Пролепетала что-то нечленораздельно. Вышла – точно вынесли под руки. Не помнила, как очутилась за своим рабочим столом. Растерзанная. Раздавленная. Безъязыкая.
И – вдруг… Слова явились. И какие! Пламенная речь бушевала в ее груди. «Воевода» корчился, съеживался и – «О жалкий демагог! Цицерон районного масштаба!» – на глазах убывал, превращаясь в малюсенького хнычущего карлика с морщинистым личиком старичка. Похоже, он взывал о пощаде – ломал крохотные волосатые ручонки.
Кто не растерялся бы на ее месте? Манохина – та нахамила бы, а потом разревелась, как корова. Элисо – умница, та нашлась бы, как доказать свою правоту.
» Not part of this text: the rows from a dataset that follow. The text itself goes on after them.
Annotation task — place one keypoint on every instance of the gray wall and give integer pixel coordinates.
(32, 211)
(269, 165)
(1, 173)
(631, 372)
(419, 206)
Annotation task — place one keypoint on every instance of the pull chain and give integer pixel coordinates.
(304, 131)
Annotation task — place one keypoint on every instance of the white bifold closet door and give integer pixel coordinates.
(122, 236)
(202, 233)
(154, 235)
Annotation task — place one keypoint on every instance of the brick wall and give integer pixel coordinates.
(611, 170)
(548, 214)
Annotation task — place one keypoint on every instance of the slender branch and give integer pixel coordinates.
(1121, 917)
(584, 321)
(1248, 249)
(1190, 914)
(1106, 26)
И без какого-нибудь ора. Что же Сахая-то? Сама виновата: в голову не приходило, что ее материалы могут быть отвергнуты. А потому не приходило, что ждала поблажки. «Так тебе и надо! Хорошо, что щелкнули по носу! Не будешь заноситься, милая…» – отчитывала себя Сахая. Но легче почему-то не становилось.
В следующие дни она отправила более двадцати критических писем в различные районные организации. Каждое – в сопровождении записки от имени редакции: чтобы на местах все «внимательно проверили», «приняли срочные меры» и «сообщили».
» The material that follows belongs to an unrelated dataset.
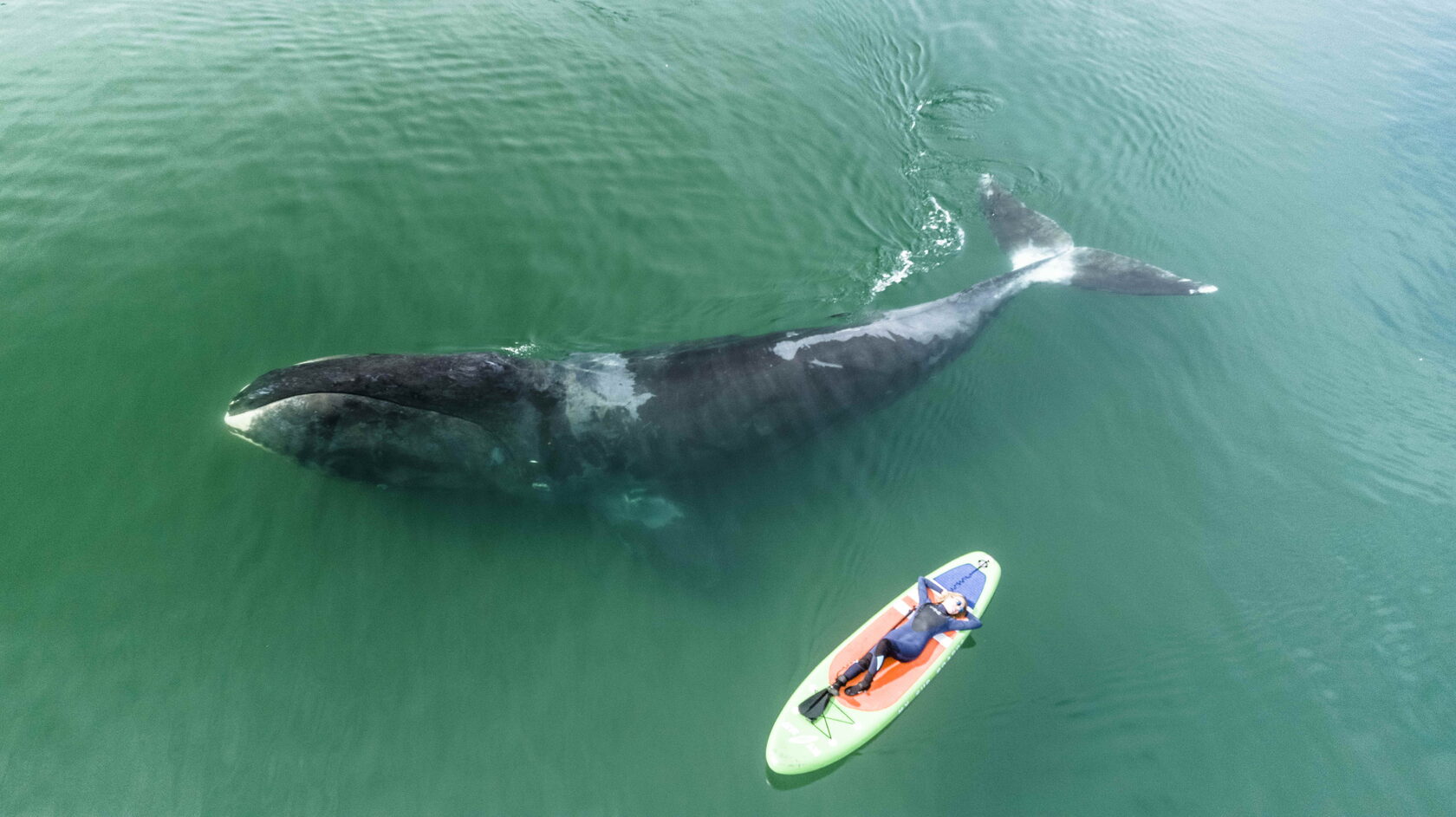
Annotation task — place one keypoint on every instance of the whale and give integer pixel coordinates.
(614, 429)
Прошло более десяти дней – ни одного ответа с места еще не поступило. На телефонные запросы везде отвечали одинаково: «Хорошо, ладно, на днях сообщим».
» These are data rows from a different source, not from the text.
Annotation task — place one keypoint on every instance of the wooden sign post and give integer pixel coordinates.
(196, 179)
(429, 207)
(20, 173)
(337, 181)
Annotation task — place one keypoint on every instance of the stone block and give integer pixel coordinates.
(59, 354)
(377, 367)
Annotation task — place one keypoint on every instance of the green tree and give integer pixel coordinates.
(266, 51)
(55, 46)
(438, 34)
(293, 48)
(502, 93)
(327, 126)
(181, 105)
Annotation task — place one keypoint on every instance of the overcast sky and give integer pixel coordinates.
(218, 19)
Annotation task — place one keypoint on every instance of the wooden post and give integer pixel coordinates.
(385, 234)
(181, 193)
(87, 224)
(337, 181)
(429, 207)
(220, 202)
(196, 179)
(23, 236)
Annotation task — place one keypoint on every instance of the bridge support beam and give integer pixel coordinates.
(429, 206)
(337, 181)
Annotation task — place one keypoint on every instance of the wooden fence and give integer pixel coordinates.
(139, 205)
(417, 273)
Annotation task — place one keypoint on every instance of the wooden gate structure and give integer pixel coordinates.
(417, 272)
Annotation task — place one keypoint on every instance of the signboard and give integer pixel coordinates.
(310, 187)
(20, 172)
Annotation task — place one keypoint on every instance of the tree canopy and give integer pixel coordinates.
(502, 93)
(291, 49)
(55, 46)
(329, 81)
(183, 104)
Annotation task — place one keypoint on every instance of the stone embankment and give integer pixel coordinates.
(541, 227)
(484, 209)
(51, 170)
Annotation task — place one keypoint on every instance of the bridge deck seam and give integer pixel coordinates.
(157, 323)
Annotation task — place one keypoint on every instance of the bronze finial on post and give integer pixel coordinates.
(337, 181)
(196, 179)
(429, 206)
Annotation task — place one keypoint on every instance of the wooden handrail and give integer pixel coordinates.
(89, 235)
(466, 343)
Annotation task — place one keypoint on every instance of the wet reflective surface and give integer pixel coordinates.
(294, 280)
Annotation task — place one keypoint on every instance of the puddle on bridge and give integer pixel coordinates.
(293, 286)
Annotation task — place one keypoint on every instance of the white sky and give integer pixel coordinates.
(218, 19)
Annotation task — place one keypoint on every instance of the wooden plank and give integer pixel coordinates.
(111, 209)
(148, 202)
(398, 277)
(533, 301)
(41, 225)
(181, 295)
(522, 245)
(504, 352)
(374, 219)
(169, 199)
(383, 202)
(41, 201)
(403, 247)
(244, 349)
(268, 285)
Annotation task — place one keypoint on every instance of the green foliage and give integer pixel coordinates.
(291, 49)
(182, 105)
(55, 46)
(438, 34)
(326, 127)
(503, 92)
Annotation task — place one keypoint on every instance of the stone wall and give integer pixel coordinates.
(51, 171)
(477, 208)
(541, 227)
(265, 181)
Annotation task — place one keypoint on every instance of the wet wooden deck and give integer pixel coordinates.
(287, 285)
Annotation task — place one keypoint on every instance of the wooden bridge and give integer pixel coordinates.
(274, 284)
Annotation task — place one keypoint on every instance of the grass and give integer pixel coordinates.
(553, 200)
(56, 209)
Также бесполезно прождала еще неделю.
Когда стало невтерпеж, сама отправилась за ответом. Изумилась крайне: обнаружилось, – ни один из руководителей организаций толком не помнил ни о каких запросах редакции. В лучшем случае спохватывались: «Да, действительно, что-то такое было вроде». Или в самом деле не помнили, или делали вид. После начинались поиски самого письма. Обычно выяснялось, что письмо якобы кто-то передал кому-то, а тот куда-то уехал. Иногда письмо самым неожиданным образом обнаруживали тут же на столе, среди прочих бумаг. Письмо прочитывалось, признавалось в принципе правильным, давались обещания через день, ну через два дать обстоятельный официальный ответ. Сахая напоминала известную партийную установку о сроках ответа на сигнал печатного органа. Возражающих, конечно, не находилось: директора, заведующие, начальники, управляющие – все, как один, согласно кивали головами. И все же по глазам было ясно видно, что они хотели, но, к сожалению, не могли просто выпроводить за дверь эту назойливую бабу, не только отрывающую их от серьезного дела по пустячному вопросу, но и смеющую разговаривать с ними в резком тоне. «Ах, так? Посмотрим, как запоете!» Коса нашла на камень. На следующий же день Сахая сочинила фельетон о руководителях, наплевательски относящихся к письмам трудящихся.